Am Samstag waren viele Zelte schon Stunden vor dem Anstich wegen Überfüllung geschlossen. Oberbürgermeister Christian Ude (SPD) hatte um zwölf mit zwei Schlägen das erste Fass Bier angezapft und mit dem Ruf „Ozapft is“ die Wiesn eröffnet. Mit Ministerpräsident Horst Seehofer (CSU) stieß er auf eine friedliche Wiesn an.

Dass es keine Zwischenfälle gebe, sei sein wichtigster Wunsch, sagte Ude. Gute Stimmung herrsche sowieso - und gute Geschäfte müsse er nicht wünschen, die würden ohnehin gemacht. Das sonnige Wetter sorgte für deutlich mehr Besucher als im Vorjahr - damals kamen nach einem verregneten ersten Tag rund 850.000 Menschen.

Drei Stunden nach der Eröffnung gab es schon die erste - von sieben - Maßkrugschlägereien: Nach „einer verbalen Auseinandersetzung unbekannter Ursache“ habe ein stark alkoholisierter 28-jähriger Niederländer einem ziemlich betrunkenen 39-jährigen Amerikaner einen Krug ins Gesicht geschlagen, teilte die Polizei mit.

In der Sanitätsstation behandelten Helfer des Münchner Roten Kreuzes Dutzende Schnittverletzungen sowie Platz- und Schürfwunden nach - vermutlich nicht selten alkoholbedingten - Stürzen. 49 Besucher erlitten eine Alkoholvergiftung, darunter sieben Jugendliche. „Das Wiesnbier hat einen höheren Alkoholgehalt als das gängige Flaschenbier“, warnte der Leiter der Station, Frithjof Wagner.

Ude fand klare Worte in Sachen Alkoholexzesse. „Was mir nicht gefällt, sind Kampftrinker und Ex-Trinker.“ Es ist Udes letzte Wiesn nach 20 Jahren als OB; der 65-Jährige tritt bei der Kommunalwahl 2014 nicht mehr an. „Es geht mir prächtig, die Wehmut wird während des Festes kommen und die Tränen am Ende“, sagte er.

Am Sonntag zogen in einem der größten Trachtenumzüge der Welt rund 9000 Trachtler, Schützen, Fahnenschwinger und Musikanten zum Oktoberfest. Tausende Schaulustige säumten die Straßen, um den sieben Kilometer langen Zug zu sehen. Andere strömten schon in Dirndl und Lederhose zum Festgelände, um einen Platz in einem der Zelte zu erkämpfen. Auf den Sraßen herrschte bereits am Vormittag dichtes Treiben.
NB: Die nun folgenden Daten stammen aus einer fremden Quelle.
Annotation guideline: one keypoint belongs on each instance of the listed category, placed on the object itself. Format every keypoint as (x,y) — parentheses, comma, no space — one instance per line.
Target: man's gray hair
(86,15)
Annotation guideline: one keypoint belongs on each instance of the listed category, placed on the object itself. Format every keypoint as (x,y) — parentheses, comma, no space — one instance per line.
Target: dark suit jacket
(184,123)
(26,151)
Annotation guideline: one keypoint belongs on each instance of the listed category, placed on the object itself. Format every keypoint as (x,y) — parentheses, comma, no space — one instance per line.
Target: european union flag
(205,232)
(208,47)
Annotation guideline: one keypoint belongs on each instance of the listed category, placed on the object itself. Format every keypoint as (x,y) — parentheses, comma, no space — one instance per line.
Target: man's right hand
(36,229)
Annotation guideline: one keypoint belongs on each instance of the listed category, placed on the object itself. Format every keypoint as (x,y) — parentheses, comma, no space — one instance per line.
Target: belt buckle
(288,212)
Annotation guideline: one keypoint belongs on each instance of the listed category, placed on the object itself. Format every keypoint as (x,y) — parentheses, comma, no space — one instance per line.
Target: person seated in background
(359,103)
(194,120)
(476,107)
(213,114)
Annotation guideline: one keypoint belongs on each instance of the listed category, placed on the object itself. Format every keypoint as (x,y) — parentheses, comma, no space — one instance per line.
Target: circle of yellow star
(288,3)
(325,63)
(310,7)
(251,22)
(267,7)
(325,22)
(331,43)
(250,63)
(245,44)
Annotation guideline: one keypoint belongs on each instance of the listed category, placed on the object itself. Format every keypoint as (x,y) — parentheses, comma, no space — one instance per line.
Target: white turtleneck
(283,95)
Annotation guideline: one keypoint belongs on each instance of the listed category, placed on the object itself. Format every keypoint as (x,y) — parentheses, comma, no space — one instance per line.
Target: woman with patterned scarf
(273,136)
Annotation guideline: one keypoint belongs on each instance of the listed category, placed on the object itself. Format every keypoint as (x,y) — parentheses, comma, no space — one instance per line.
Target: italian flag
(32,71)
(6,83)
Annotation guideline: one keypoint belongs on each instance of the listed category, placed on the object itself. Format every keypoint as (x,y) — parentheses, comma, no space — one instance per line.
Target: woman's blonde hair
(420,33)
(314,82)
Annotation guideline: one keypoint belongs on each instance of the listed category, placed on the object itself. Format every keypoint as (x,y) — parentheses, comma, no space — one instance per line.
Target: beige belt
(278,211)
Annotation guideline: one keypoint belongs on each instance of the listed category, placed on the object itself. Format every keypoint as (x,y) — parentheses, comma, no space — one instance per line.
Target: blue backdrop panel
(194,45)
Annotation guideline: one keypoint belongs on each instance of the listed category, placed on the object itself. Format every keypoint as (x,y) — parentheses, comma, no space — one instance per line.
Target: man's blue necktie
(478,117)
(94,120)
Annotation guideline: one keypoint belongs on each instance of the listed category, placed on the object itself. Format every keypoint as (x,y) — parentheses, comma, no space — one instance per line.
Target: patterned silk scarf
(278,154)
Hinter den Zelten häufte sich indessen abends der Abfall.

Bis zum 6. Oktober auf der Wiesn werden rund sechs Millionen Gäste erwartet. Nach einjähriger Pause gibt es wieder eine „Oide Wiesn“. Dort geht es mit Volksmusik und historischen Fahrgeschäften besonders traditionell zu. Die Wettervorhersage lässt hoffen: Mindestens bis Mittwoch rechnet der Deutsche Wetterdienst täglich mit mehr Sonne und Temperaturen über 20 Grad.